Friedrich Lenger

Metropolen der Moderne

Eine europäische Stadtgeschichte seit 1850
Cover: Metropolen der Moderne
C.H. Beck Verlag, München 2013
ISBN 9783406651991
Gebunden, 757 Seiten, 49,95 EUR

Klappentext

Friedrich Lenger bietet in diesem Buch ein beeindruckendes Panorama der politischen, sozialen, kulturellen und ökonomischen Geschichte der europäischen Stadt seit 1850. Er erforscht die politischen und wirtschaftlichen Gründe für die Verstädterung Europas, die Wandlungen der städtischen Gesellschaft und die Kultur, die in den letzten 150 Jahren in den Städten entstand. Wie zum Beispiel gingen die europäischen Gesellschaften mit den sozialen, kulturellen und ethnischen Konflikten um, die in den Städten besonders deutlich zutage traten? Und wieso waren die Städte der Ort so vieler Gewalttaten, die besonders das 20. Jahrhundert prägten? Friedrich Lenger erzählt in seinem gesamteuropäisch angelegten Opus magnum die Geschichte der Moderne aus einer neuen Perspektive.

Rezensionsnotiz zu Die Tageszeitung, 31.12.2013

Macht Stadtluft wirklich frei? Oder zerreißt sie uns? Diese Fragen zu überprüfen hat Micha Brumlik nun Gelegenheit mit Friedrich Lengers materialreicher Arbeit über die Geschichte der Metropolen. Brumlik erfährt viel über Architektur und Stadtplanung, aber auch über Klassenkämpfe und technische Evolution, er folgt dem Autor bei der Einteilung von Stadtentwicklungsgeschichte in drei Epochen - klassische Moderne, Epoche der Weltkriege und schließlich die Zeit danach - und staunt über die von Lenger dargelegten Differenzen, vor allem aber Gemeinsamkeiten zwischen der "europäischen" und der "orientalischen" Stadt. Allerdings kapituliert der Rezensent angesichts der Fülle an sozial-, kultur- und technikhistorischen Informationen in diesem Band und versucht erst gar nicht, eine Summe aus der Lektüre zu ziehen. Dass auch der Autor darauf verzichtet, findet Brumlik weise.

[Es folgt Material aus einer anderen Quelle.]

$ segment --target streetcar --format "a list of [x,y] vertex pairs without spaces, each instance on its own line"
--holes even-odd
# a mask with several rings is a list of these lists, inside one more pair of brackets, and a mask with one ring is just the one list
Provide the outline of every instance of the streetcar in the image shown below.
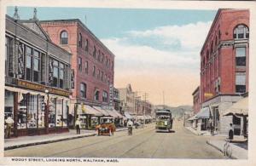
[[172,112],[168,109],[157,110],[155,112],[155,130],[171,132],[172,129]]

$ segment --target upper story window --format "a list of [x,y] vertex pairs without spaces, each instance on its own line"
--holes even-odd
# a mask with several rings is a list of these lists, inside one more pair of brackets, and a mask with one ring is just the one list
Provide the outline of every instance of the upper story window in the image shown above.
[[61,44],[67,44],[68,34],[66,31],[61,32],[60,41],[61,41]]
[[107,91],[102,92],[102,101],[108,102],[108,92]]
[[96,47],[93,47],[93,54],[92,54],[93,57],[96,58]]
[[86,98],[86,84],[80,83],[80,96],[82,98]]
[[82,72],[82,58],[79,58],[79,70]]
[[249,29],[244,25],[238,25],[233,33],[235,39],[249,38]]
[[85,73],[88,74],[88,70],[89,70],[89,66],[88,66],[88,61],[85,61]]
[[86,38],[85,40],[85,51],[88,51],[89,50],[89,42],[88,42],[88,39]]
[[82,34],[79,33],[79,46],[81,48],[82,47]]
[[246,48],[236,48],[236,66],[246,66]]
[[96,89],[94,93],[94,100],[99,100],[99,98],[100,98],[100,91]]

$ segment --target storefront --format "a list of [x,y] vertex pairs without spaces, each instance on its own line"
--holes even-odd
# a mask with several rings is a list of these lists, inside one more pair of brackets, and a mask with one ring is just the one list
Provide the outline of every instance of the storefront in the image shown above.
[[23,80],[17,83],[17,87],[5,86],[4,119],[10,117],[15,121],[11,136],[68,131],[68,91]]

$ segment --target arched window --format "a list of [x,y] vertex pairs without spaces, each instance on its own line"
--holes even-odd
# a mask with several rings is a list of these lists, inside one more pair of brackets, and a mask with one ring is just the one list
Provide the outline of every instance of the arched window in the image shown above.
[[60,41],[61,41],[61,44],[67,44],[67,41],[68,41],[68,34],[66,31],[62,31],[61,32],[61,38],[60,38]]
[[81,33],[79,33],[79,46],[82,47],[82,34]]
[[233,37],[235,39],[249,38],[248,27],[244,25],[238,25],[234,30]]

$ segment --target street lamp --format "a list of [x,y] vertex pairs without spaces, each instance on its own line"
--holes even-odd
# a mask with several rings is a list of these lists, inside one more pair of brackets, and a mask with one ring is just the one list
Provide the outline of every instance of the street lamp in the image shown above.
[[44,90],[45,94],[47,94],[47,104],[46,104],[46,110],[44,114],[44,125],[45,125],[45,133],[49,133],[49,90]]

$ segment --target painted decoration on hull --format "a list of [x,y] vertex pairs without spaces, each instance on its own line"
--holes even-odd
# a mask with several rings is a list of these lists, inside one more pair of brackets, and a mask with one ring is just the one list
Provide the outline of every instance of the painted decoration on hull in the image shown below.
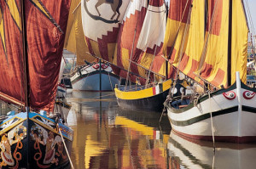
[[[66,167],[69,165],[67,153],[55,121],[36,113],[10,116],[0,124],[0,168],[26,168],[27,153],[32,168]],[[29,144],[27,126],[30,127]],[[60,124],[67,148],[72,146],[72,129]],[[29,148],[27,148],[27,145]]]
[[82,0],[82,24],[90,54],[112,62],[119,22],[122,20],[129,3],[123,0]]

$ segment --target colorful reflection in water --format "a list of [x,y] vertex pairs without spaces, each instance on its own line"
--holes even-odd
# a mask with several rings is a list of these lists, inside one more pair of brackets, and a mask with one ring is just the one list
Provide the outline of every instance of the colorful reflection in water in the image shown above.
[[84,168],[255,168],[256,144],[200,142],[171,132],[167,116],[118,108],[113,93],[73,92],[72,161]]
[[166,116],[159,124],[160,113],[119,110],[113,93],[73,92],[69,97],[75,168],[170,168]]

Rezensionsnotiz zu Süddeutsche Zeitung, 08.10.2013

Stephan Speicher ist von der Rechercheleistung, die Friedrich Lenger für seine Geschichte der europäischen Metropolen erbracht hat, sehr beeindruckt. Er schätzt den Abstand, den der Autor zu seinem Forschungsgegenstand behalten hat, ohne sich dem Lob auf die Großstadt wie so viele vor ihm unreflektiert anzuschließen. Obgleich die Metropole eine enorme Kulturleistung sei, so Speicher, ließen sich die Probleme, die die Verstädterung und das damit verbundene rasante Anwachsen der Städte nicht leugnen. Dass Lenger Aspekte wie die frühe Nichtakzeptanz von Migranten und deren Mühen, in der Gesellschaft aufzusteigen, in den Blick nimmt, gehört für Speicher zu den großen Stärken des Buches. Der Autor erkenne den multikulturellen Tendenzen entgegenstehende Wunsch vieler Großstädter nach Bewahrung des Eigenen und Abgrenzung vom Fremden, der nicht nur im Bürgertum zu "Verhäuslichung" führte. Die komplexe Aufgabe, eine umfassende Stadtgeschichte seit 1850 zu verfassen, hat Lenger für Friedrich souverän gemeistert.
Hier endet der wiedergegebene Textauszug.